Jesús es uno de esos hombres ejemplares que, a fuerza de trabajar sobre su propio templo espiritual, logró alcanzar la resplan­deciente cristalización de la luz interior e irradiarla sobre los demás. Nosotros, al igual que el hijo del carpintero, disponemos de los materiales y las herramientas para construir un templo de virtudes sobre nues­tra propia existencia, donde encuentren albergue las buenas costumbres, la dignidad y el espíritu de lucha contra la injusticia y la corrupción. En otras palabras: la semilla de la hombría de bien, late en el alma de todo ser humano. La clave está en saberla cultivar, y los primeros en ponerla a germi­nar deberían ser aquellos que están encara­mados en las estructuras de poder, porque ¿de qué valen los dogmas de una religión o las leyes de un país o de un imperio, si el mal ejemplo proviene de quienes poseen al­guna investidura?
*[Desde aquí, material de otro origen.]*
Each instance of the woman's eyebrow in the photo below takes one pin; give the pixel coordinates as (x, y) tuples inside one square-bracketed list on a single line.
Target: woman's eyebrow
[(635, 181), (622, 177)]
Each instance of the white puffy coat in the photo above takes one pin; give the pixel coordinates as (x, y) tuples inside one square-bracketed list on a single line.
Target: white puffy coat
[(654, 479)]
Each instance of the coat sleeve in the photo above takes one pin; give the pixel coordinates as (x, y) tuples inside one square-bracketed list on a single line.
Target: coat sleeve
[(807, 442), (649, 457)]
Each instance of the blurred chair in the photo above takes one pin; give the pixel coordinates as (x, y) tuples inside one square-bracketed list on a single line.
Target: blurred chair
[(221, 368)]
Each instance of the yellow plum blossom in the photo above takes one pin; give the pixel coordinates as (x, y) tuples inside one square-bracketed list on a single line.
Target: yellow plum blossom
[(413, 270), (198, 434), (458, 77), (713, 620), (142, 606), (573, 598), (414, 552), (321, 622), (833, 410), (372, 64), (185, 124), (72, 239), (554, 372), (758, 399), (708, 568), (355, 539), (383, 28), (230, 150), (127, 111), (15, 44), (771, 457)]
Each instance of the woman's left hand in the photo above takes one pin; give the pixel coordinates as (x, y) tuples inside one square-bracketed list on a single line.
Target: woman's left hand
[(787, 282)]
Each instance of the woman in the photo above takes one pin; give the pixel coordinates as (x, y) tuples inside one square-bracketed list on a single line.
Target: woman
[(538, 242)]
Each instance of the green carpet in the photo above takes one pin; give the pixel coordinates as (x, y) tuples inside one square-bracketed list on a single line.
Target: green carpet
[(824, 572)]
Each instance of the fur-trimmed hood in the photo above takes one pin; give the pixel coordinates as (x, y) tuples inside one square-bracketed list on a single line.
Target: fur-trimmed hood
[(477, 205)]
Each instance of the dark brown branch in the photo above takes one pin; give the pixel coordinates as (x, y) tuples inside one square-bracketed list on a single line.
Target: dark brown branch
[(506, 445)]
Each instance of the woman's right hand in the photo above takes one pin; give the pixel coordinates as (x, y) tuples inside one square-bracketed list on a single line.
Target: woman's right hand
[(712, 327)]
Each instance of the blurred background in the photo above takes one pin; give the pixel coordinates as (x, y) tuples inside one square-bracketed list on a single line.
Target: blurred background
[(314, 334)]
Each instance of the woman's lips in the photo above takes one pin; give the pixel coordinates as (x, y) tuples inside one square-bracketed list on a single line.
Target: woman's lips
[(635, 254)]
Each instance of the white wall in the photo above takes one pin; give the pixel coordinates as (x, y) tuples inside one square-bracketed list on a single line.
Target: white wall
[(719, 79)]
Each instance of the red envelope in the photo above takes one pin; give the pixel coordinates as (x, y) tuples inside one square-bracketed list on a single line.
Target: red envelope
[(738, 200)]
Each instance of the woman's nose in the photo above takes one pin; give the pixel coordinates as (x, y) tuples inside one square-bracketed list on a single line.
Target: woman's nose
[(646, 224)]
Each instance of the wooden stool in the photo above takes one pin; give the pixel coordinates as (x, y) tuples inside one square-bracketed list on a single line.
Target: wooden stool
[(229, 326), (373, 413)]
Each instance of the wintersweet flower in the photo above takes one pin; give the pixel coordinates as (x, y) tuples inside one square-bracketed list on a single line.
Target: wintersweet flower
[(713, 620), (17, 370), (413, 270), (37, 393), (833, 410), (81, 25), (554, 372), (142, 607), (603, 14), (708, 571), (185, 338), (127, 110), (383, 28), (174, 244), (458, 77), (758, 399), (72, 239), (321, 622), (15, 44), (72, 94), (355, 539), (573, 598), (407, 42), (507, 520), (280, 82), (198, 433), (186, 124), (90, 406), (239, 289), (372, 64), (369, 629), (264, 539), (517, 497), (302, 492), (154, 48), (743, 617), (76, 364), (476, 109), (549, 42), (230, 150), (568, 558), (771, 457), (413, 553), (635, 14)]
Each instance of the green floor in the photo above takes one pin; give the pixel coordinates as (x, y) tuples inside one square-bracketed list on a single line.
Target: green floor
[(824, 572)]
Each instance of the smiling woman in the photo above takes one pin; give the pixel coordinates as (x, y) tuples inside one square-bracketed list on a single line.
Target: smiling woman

Finalmente hay que decir que El Evangelio Según Jesucristo es un libro lleno de sorpre­sas sobre la vida del Maestro Jesús, escrito sin mistificaciones. El libro fue concebido siguiendo las huellas de los evangelios. Eso sí, ampliando el registro bíblico con una decoración histórica y abriendo cauce al li­bre juego de la imaginación para vivificar el espíritu. Indudablemente esta versión tiene que ser diferente a la de los cuatro evangelistas: Mateo, Marcos, Lucas y Juan. Así se perci­be desde la primera página hasta la última, cuando el atormentado redentor, a la hora de su muerte, entendiendo la lógica de su destino, clamó al cielo: "Hombres, perdonadle, porque él no sabe lo que hizo» (pp. 153-154).